Obligatorischer Findet Nemo-Clip:


Mit Walen sprechen? Ernsthaft?

Ganz im Ernst. Wissenschaftler auf der ganzen Welt sammeln Daten, um ein großes Sprachmodell zur Kommunikation mit Walen zu erstellen. Das Modell wäre die Grundlage für eine KI, die uns (theoretisch) sagen könnte, ob ein Wal „Hallo, Freund!“, „Bitte lass mich in Ruhe!“ oder etwas ganz anderes sagt.

Ein kurzer Überblick darüber, wie KI eine neue Sprache lernt

Generative KI-Tools wie Bard und ChatGPT verwenden Sprachmodelle. Vereinfacht ausgedrückt „lernen“ Sprachmodelle, welche Wörter in welcher Reihenfolge zusammengehören, indem sie riesige Mengen an Inhalten in einer bestehenden Sprache verarbeiten. Ein Beispiel: „Er mag seinen Kaffee mit Milch und zwei Stück Zucker“ lehrt einen Sprachmodell, dass die Wörter „Kaffee“, „Milch“ und „Zucker“ oft zusammen verwendet werden.

Mit anderen Worten lernen Sprachmodelle eine neue Sprache nicht, indem sie Grammatikregeln lernen.
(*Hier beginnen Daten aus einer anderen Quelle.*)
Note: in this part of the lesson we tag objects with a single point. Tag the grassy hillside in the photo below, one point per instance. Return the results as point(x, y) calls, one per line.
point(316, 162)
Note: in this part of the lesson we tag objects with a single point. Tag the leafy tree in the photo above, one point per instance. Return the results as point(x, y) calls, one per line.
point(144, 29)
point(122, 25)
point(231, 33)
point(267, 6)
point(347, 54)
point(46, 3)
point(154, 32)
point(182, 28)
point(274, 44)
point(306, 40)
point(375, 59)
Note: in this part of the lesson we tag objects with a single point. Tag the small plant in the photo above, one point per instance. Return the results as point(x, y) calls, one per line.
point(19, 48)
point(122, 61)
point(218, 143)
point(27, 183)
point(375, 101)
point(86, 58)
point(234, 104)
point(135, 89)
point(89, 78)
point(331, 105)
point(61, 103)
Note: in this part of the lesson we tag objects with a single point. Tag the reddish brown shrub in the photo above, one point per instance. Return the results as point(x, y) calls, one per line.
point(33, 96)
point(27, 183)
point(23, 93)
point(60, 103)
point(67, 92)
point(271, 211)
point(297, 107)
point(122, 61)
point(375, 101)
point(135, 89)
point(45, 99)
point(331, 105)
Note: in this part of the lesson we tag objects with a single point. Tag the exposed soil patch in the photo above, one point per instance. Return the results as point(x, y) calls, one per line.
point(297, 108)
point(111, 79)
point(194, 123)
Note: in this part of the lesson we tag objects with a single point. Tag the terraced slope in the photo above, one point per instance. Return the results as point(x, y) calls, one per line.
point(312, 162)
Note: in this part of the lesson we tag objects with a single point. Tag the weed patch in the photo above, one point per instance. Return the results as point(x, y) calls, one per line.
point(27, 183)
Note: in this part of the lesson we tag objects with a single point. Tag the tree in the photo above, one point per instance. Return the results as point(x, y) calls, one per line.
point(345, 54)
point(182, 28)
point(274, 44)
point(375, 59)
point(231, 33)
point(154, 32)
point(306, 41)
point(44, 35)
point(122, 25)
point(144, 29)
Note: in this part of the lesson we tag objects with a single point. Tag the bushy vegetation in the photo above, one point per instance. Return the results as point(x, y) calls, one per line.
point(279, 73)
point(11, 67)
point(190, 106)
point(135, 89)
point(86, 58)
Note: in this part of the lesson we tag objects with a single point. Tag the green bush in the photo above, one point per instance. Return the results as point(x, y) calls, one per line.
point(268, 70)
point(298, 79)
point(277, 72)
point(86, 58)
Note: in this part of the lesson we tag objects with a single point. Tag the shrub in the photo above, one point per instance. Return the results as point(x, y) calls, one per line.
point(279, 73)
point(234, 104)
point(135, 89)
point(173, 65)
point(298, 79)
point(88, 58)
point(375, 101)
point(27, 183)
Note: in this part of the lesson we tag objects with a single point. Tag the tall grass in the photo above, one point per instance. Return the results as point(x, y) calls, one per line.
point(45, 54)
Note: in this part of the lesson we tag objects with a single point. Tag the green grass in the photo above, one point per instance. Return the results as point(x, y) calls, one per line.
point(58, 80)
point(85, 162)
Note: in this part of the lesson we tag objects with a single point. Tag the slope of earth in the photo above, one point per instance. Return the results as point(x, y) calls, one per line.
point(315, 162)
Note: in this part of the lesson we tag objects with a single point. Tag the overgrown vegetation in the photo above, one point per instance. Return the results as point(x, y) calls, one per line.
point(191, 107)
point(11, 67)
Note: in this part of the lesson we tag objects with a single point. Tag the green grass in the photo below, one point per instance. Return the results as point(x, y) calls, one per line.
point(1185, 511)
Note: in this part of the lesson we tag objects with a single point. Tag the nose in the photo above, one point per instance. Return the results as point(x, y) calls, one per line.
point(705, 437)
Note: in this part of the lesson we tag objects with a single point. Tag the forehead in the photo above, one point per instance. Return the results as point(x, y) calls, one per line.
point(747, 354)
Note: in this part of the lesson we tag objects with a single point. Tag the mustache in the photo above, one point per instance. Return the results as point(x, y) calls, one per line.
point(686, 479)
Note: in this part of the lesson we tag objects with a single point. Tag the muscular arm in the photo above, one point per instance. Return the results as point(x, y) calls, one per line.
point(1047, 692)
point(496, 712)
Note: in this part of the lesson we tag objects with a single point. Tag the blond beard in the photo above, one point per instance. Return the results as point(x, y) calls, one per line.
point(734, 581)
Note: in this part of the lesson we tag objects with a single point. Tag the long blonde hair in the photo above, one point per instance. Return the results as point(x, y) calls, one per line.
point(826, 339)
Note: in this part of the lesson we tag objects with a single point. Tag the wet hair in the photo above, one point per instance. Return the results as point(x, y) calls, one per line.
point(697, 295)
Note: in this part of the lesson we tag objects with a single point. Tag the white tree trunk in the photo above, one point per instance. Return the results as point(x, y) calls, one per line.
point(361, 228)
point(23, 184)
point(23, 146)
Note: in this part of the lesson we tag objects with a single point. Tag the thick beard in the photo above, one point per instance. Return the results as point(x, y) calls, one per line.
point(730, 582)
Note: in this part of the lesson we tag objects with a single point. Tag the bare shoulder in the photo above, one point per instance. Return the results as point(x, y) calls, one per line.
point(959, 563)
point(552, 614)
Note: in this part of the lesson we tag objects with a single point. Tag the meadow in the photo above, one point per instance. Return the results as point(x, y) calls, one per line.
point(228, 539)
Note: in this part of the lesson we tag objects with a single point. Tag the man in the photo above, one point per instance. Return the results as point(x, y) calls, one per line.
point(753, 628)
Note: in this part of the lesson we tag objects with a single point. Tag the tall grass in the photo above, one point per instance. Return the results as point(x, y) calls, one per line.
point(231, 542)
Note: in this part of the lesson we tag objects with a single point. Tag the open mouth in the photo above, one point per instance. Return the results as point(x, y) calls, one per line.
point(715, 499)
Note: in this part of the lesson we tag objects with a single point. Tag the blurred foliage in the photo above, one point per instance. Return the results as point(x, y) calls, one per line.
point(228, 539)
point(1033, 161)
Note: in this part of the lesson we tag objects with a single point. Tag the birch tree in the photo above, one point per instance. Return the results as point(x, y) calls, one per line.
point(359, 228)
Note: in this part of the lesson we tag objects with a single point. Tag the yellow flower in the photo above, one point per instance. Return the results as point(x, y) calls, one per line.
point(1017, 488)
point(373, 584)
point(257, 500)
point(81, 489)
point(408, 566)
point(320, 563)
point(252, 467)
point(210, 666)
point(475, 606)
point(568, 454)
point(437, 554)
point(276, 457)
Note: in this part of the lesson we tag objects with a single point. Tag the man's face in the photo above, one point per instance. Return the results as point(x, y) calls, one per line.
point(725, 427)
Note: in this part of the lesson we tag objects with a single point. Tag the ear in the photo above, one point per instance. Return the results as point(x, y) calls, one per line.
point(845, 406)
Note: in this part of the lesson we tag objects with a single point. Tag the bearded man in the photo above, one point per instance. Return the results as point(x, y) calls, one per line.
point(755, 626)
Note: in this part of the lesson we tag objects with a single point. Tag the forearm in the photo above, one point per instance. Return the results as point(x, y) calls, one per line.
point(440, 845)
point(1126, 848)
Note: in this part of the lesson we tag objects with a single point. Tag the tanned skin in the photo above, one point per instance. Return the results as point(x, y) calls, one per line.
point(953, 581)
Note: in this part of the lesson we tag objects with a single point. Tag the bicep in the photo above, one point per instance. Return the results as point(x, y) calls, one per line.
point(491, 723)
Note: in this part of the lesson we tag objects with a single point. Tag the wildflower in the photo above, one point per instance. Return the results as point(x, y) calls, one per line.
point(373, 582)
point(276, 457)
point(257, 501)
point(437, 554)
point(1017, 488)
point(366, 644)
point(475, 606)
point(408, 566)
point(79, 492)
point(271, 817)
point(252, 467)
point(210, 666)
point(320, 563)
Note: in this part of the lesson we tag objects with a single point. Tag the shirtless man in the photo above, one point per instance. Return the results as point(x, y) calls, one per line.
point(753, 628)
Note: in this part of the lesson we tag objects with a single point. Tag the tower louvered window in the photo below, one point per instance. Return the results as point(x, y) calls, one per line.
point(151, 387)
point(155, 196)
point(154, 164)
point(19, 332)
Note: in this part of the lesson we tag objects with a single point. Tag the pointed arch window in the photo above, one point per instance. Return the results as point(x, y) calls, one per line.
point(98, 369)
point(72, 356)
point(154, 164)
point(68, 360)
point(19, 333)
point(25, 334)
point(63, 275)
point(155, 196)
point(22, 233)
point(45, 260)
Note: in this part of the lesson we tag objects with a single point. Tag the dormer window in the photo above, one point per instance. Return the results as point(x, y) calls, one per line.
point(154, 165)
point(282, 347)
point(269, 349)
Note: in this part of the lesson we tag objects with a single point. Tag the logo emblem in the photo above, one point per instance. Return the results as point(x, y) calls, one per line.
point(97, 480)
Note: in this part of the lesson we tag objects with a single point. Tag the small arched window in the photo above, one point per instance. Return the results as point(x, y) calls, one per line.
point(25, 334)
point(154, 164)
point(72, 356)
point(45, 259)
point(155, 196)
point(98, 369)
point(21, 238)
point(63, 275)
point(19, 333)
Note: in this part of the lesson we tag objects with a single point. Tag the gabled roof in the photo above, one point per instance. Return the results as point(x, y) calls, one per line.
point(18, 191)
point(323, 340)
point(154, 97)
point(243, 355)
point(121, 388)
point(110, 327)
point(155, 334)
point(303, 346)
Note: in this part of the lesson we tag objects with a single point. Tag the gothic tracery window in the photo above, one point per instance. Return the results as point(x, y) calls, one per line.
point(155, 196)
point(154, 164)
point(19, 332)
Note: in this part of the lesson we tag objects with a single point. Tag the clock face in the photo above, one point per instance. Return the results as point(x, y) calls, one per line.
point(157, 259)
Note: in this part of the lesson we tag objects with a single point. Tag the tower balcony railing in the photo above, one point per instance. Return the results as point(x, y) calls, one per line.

Sie lernen eine neue Sprache auch nicht, indem sie zuerst Englisch lernen und dann ins Spanisch übersetzte Inhalte verarbeiten. 

Was hat das mit der Kommunikation der Wale zu tun?

Wissenschaftler hoffen, dass ein Sprachmodell zur Kommunikation mit Walen entwickelt werden kann. 

Computer können auch Geräusche verarbeiten, die für menschliche Ohren nicht hörbar sind. Wissenswertes: Menschen können Geräusche im Bereich von 20 bis 20.000 Hz hören. Dahingegen können Delfine Klicks, Quietschen und andere Geräusche mit bis zu 160.000 Hz hören.

Künstliche Intelligenz ist außerdem viel besser darin, Nuancen zu erkennen. Hör dir dieses Gespräch zwischen Pottwalen an. Unser Gehirn ist nicht in der Lage zu unterscheiden, wann der eine und wann der andere Wal spricht. (Theoretisch) könnte ein Computer jedoch darauf trainiert werden, verschiedene Stimmen zu „hören“.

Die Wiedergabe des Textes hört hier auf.